Comment by trod1234
3 days ago
The classical system was described, but you can find it in various historic works based on what's commonly referred to today as the Trivium and Quadrivium based curricula.
Off the top of my head, the former includes reasoning under dialectical (priori and later posteriori parts under the quadrivium).
Its a bit much to explain it in detail in a post like this but you should be able to find sound resources with what I've provided.
It largely goes back to how philosophy was taught; all the way back to Socrates/Plato/Aristotle, up through Descartes, Locke (barely, though he's more famous for social contract theory), and more modern scientists/scientific method.
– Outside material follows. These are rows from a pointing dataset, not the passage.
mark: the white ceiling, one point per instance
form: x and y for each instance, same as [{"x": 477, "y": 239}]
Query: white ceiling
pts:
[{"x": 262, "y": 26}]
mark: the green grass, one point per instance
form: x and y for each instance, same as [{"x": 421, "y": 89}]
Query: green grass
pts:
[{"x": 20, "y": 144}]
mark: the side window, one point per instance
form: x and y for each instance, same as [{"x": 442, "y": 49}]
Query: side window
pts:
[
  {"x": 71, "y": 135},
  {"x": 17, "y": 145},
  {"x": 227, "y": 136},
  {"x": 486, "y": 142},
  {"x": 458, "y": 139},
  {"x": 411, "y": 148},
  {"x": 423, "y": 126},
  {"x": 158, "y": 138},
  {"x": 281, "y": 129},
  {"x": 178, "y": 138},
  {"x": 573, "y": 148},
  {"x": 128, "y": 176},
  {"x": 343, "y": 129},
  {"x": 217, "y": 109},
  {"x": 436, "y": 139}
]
The way math is taught today, you basically get to throw out almost everything you were taught at various stages, and relearn it anew on a different foundation, somehow fitting the fractured pieces back together towards learning the true foundations, which would be much easier at the start and building on top of that instead of the constant interference.
You don't really end up understanding math intuitively nor its deep connections to logic (dialectics, trivium), until you hit Abstract Algebra.
You want to teach abstract algebra to middle schoolers?
Up to the first or second chapter, depending on the book being used is more than sufficient to cover the foundational concepts. Sets, and Properties such as closure over given operations, and mathematical relabeling which is a function (f(x), the requirements for it (uniqueness of x, and projection onto) along with the tests for the presence of these, and common mathematic systems properties.
This naturally provides easily understood limitations of math systems which can be tested if there is a question, and allows recognition when they violate the properties that naturally lead to common mistakes, as well as providing a space where they can use numbers/geometry/reasoning at play.